Date of Award

4-23-2007

Degree Type

Dissertation

Degree Name

Doctor of Philosophy (PhD)

Department

English

First Advisor

Dr. Thomas L. McHaney - Chair

Second Advisor

Dr. Audrey Goodman

Third Advisor

Dr. Pearl A. McHaney

Abstract

Combining the critical lenses of early American scholarship and that of the modern South, “Captive Women, Cunning Texts” investigates the uses and transformations of tropes of captivity drawn from the American Indian captivity narrative by women writers of the Southern Renaissance (circa 1910-45). Specifically, this study examines how captivity narratives, the first American literary form dominated by white women’s experiences as writers and readers, provided the female authors of the Southern Renaissance with a genre ideal for critiquing the roles of women in the South, and the official constructions of southern history. This work interrogates the multifaceted ways in which the captivity genre enabled these female authors to reject typical male modes of expression and interpretation, as well as male images portraying women in mythical terms that conflicted with the real experiences and boundaries of their lives.
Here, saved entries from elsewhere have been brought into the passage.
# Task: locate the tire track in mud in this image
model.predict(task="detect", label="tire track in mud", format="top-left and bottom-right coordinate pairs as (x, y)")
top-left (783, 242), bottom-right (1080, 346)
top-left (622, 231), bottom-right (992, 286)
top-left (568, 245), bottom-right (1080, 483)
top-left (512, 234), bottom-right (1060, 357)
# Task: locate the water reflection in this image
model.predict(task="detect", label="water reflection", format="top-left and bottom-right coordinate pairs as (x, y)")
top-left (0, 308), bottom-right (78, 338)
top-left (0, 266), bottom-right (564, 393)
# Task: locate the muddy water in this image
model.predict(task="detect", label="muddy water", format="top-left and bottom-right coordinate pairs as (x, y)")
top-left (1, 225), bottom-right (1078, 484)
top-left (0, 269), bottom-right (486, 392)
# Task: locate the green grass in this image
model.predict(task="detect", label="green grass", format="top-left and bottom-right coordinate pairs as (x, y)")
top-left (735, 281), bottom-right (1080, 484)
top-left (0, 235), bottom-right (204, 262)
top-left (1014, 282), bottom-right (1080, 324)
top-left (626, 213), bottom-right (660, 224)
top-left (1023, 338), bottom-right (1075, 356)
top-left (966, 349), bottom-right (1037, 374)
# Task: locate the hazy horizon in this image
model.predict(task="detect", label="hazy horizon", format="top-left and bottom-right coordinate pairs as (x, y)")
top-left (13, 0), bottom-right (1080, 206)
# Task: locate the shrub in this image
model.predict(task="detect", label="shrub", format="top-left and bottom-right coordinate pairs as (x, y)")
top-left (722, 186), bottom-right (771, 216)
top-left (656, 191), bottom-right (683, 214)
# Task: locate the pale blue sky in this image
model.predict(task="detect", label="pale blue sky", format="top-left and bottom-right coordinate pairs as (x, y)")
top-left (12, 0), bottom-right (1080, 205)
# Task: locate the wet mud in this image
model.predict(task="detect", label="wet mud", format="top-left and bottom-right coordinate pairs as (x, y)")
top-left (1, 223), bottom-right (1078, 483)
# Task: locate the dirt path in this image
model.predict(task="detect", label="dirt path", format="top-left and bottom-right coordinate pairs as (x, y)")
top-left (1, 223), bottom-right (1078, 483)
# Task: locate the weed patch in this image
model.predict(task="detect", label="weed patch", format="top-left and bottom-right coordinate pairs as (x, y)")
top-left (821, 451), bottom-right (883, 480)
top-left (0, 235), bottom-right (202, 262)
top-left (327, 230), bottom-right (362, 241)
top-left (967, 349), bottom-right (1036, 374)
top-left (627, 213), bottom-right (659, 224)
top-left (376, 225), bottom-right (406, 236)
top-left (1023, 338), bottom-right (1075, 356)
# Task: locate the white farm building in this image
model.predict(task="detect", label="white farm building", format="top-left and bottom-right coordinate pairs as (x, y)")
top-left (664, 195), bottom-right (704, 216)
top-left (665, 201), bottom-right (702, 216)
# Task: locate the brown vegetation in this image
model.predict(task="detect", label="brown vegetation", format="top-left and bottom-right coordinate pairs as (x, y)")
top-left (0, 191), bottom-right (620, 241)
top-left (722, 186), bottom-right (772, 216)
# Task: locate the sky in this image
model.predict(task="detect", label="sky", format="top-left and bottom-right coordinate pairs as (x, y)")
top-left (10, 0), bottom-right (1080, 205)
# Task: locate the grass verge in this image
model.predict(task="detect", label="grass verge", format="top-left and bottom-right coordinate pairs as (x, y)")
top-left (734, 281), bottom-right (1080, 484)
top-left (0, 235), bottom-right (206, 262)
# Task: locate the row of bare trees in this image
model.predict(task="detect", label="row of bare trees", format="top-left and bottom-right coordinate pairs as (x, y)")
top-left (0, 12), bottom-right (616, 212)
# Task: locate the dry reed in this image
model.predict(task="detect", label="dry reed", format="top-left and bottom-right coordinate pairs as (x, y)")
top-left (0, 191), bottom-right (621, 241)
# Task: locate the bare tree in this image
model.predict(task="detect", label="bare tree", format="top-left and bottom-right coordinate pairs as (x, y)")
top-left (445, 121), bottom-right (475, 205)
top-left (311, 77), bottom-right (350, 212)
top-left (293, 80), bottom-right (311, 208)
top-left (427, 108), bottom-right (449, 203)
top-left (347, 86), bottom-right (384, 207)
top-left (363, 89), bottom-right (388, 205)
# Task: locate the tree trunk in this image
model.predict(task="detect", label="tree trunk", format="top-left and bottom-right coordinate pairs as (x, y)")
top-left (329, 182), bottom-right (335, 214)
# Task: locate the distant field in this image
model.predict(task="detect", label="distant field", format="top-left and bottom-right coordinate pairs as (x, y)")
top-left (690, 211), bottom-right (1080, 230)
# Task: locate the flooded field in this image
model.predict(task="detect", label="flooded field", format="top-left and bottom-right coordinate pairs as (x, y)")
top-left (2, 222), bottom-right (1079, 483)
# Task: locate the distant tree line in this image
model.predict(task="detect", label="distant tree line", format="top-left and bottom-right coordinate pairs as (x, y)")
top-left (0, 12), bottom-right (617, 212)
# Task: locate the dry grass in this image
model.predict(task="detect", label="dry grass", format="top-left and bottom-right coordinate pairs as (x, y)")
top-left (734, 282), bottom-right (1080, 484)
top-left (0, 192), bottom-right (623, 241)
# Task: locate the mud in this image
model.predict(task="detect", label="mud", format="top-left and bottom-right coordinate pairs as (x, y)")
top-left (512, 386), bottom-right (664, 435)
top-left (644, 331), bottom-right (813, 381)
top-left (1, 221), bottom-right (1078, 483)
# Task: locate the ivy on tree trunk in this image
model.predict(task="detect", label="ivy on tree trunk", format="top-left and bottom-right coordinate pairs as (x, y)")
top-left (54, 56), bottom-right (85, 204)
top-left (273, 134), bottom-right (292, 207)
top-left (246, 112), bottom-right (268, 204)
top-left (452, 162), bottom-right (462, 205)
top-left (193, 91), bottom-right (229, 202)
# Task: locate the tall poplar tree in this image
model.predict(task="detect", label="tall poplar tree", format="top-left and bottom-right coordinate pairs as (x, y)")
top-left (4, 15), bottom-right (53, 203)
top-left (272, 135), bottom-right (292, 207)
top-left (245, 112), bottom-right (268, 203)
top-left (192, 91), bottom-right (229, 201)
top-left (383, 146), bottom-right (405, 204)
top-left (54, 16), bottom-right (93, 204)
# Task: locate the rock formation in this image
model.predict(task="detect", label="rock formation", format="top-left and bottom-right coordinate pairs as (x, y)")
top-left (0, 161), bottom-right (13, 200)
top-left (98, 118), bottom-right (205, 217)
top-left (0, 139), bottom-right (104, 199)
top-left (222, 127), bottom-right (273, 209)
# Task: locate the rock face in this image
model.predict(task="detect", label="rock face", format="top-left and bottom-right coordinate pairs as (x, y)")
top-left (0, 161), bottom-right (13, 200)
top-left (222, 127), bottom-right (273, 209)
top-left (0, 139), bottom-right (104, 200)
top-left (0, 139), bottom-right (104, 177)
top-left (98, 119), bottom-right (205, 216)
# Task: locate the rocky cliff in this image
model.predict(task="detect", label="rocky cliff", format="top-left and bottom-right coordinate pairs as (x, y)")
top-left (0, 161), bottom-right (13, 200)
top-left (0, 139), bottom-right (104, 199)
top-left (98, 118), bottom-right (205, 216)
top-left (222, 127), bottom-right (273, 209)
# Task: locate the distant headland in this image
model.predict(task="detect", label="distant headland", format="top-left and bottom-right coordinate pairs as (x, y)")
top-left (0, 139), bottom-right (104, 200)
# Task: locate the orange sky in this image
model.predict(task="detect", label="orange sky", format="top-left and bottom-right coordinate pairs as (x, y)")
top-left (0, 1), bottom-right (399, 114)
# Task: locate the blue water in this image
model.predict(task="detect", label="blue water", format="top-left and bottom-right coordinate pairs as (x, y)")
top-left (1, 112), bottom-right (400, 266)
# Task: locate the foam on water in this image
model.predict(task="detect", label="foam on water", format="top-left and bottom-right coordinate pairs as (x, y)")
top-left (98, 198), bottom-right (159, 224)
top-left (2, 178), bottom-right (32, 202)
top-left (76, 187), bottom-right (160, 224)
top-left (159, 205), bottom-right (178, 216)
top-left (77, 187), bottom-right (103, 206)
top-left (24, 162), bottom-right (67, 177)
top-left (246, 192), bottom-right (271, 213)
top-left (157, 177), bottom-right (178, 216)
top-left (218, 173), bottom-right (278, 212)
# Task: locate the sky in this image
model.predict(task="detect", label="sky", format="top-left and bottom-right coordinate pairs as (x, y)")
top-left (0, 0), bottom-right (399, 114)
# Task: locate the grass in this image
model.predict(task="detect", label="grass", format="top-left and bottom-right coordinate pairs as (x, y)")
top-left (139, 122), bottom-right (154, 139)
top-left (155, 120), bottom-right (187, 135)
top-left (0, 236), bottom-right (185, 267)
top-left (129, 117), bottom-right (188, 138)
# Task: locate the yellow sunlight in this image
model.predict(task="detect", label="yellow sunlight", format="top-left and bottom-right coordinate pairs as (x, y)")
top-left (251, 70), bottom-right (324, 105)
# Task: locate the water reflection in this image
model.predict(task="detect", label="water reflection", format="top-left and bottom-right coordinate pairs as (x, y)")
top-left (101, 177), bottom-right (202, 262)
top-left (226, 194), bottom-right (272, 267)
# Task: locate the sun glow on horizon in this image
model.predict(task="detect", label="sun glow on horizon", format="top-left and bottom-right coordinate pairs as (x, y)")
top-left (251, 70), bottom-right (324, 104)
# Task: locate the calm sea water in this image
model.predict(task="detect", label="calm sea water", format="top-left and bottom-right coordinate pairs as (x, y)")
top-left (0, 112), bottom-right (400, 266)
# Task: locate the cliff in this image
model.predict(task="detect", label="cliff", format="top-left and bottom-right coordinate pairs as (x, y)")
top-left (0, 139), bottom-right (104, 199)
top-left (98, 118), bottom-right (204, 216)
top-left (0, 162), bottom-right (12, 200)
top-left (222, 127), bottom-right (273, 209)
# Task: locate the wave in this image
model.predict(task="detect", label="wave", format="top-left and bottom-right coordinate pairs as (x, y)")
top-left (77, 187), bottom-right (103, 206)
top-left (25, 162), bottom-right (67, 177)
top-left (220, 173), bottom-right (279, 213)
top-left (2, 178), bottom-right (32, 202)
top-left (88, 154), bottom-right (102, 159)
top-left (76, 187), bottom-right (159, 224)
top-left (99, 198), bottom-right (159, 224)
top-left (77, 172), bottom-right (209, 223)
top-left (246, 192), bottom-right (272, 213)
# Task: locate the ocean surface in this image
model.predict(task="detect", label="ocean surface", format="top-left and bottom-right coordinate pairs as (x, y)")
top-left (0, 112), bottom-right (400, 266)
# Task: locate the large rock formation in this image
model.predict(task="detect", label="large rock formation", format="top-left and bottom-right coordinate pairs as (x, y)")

Through critical case studies of Evelyn Scott, Beatrice Witte Ravenel, and Caroline Gordon, this study demonstrates that many women writers of this period self-consciously returned to the literary past of American captivity narratives for models and, in so doing, discovered modes of discourse and tropes of confinement that aided them in their struggle to redefine their place and that of the racial and cultural Other in southern society, literature, and history. Their strategic re-employment of the captivity tradition literally and metaphorically provided liminal sites of exchange that both reveal and inspire agency and change in their unmasking of tradition, veneer, and the deeply imbedded cultural exchange of the white female body.